Small metro/town locations are typically considered smaller secondary or tertiary markets and include cities such as Asheville, North Carolina, and Gulfport, Mississippi. One would assume that these gains are most likely driven by weekend business, when it is actually the weekdays that have experienced the positive growth in rate over last year: 0.2 percent.

Four of the six locations have experienced double-digit, room-revenue declines. Midscale without F&B properties in airport and resort locations experienced the greatest decline year to date ending May. Room revenue for midscale without F&B hotels in airport locations declined more than 16 percent throughout last year, and room demand decreased 8.2 percent. It’s apparent the cutbacks in airline capacity and routes have negatively affected this segment.
Room revenue declines for midscale without F&B properties located in resort locations are credited to the poor performing weekdays. Year to date ending May, weekday revenue per available room was down over 21 percent.
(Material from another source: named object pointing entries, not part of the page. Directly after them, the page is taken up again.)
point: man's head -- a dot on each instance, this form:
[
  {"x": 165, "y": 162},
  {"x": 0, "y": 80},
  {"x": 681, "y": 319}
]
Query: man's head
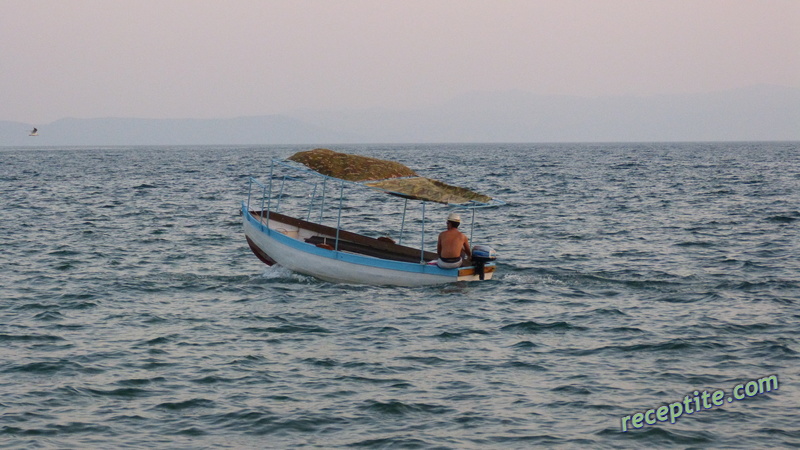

As of May, the midscale without F&B segment had almost 53,000 new rooms in construction. The two locations experiencing the largest supply growth in this segment are small metro/town and interstate. Small metro/town midscale without F&B room supply increased 11 percent and interstate room supply increased more than 10 percent. As the economy recovers, it’ll be interesting to see how the large supply growth affects the midscale without F&B properties among these two location types.

We’ve all heard and have probably used the phrase “location, location, location” regarding real estate—commercial or private. The data concerning the midscale-without-F&B segment shows this age-old saying holds true.